Wenisch C, Moore C B, Krause R, Presterl E, Pichna P, Denning D W
Division of Infectious Diseases, Department of Medicine, Karl-Franzens University, Auenbruggerplatz 15, A-8036 Graz, Austria.
J Clin Microbiol. 2001 Jul;39(7):2458-62. doi: 10.1128/JCM.39.7.2458-2462.2001.
Susceptibility testing of fungi by flow cytometry (also called fluorescence-activated cell sorting [FACS]) using vital staining with FUN-1 showed a good correlation with the standard M27-A procedure for assessing MICs. In this study we determined MICs for blood culture isolates from patients with candidemia by NCCLS M27-A and FACS methods and correlated the clinical outcome of these patients with in vitro antifungal resistance test results. A total of 24 patients with candidemia for whom one or more blood cultures were positive for a Candida sp. were included. Susceptibility testing was performed by NCCLS M27-A and FACS methods. The correlation of MICs (NCCLS M27-A and FACS) and clinical outcome was calculated. In 83% of the cases, the MICs of fluconazole determined by FACS were within 1 dilution of the MICs determined by the NCCLS M27-A method. For proposed susceptibility breakpoints, there was 100% agreement between the M27-A and FACS methods. In the FACS assay, a fluconazole MIC of <1 microg/ml was associated with cure (P < 0.001) whereas an MIC of > or =1 microg/ml was associated with death (P < 0.001). The M27-A-derived fluconazole MICs did not correlate with outcome (P = 1 and P = 0.133).

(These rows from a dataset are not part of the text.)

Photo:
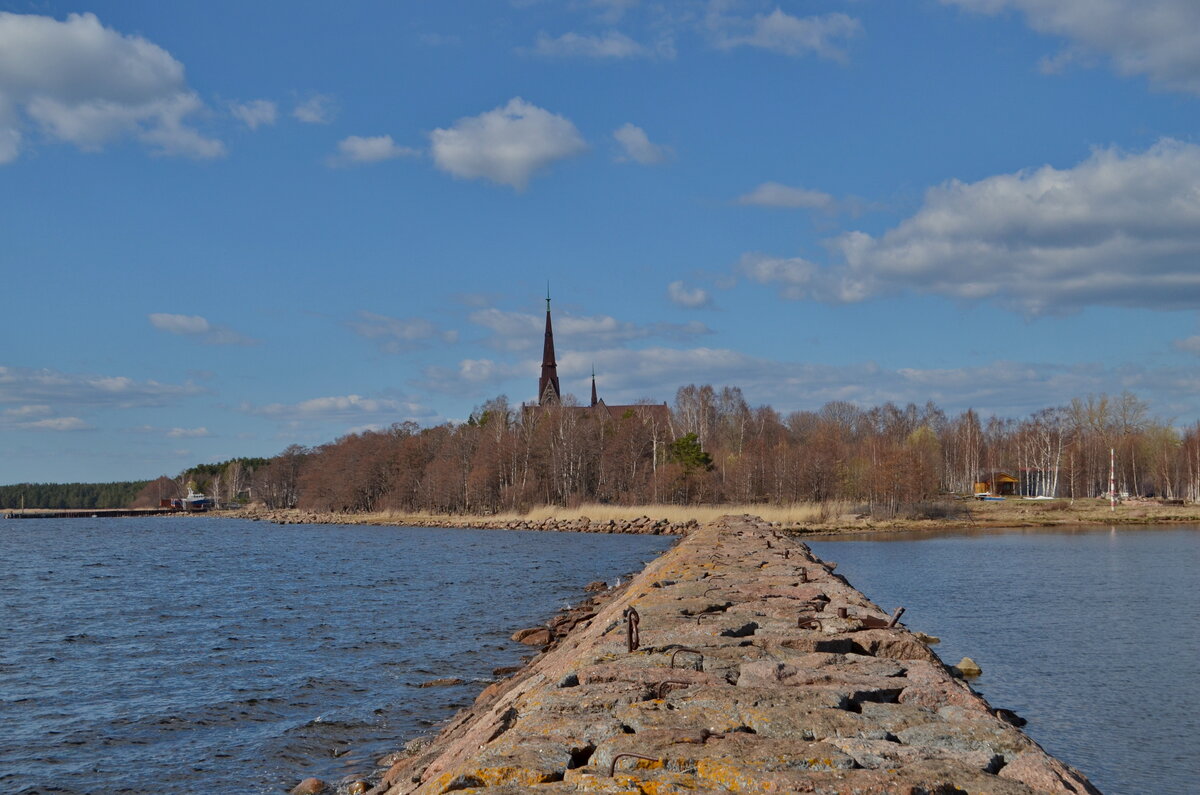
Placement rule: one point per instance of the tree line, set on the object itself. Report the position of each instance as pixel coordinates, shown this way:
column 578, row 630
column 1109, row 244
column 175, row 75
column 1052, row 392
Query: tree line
column 70, row 495
column 228, row 483
column 713, row 447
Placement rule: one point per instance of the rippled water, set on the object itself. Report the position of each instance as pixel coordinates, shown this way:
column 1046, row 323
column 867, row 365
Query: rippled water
column 192, row 653
column 1092, row 635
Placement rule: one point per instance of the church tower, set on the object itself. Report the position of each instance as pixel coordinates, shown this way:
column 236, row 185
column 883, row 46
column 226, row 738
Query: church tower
column 547, row 386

使用FUN-1进行活细胞染色,通过流式细胞术(也称为荧光激活细胞分选法 [FACS])对真菌进行药敏试验,结果显示与评估最低抑菌浓度(MIC)的标准M27-A程序具有良好的相关性。在本研究中,我们采用NCCLS M27-A法和FACS法测定了念珠菌血症患者血培养分离株的MIC,并将这些患者的临床结局与体外抗真菌药敏试验结果进行关联分析。共有24例念珠菌血症患者纳入研究,这些患者的一次或多次血培养念珠菌属阳性。采用NCCLS M27-A法和FACS法进行药敏试验。计算MIC(NCCLS M27-A法和FACS法)与临床结局之间的相关性。在83%的病例中,FACS法测定的氟康唑MIC与NCCLS M27-A法测定的结果相差在1个稀释度以内。对于拟议的药敏折点,M27-A法和FACS法之间的一致性为100%。在FACS分析中,氟康唑MIC<1μg/ml与治愈相关(P<0.001),而MIC≥1μg/ml与死亡相关(P<0.001)。M27-A法得出的氟康唑MIC与结局无关(P = 1和P = 0.133)。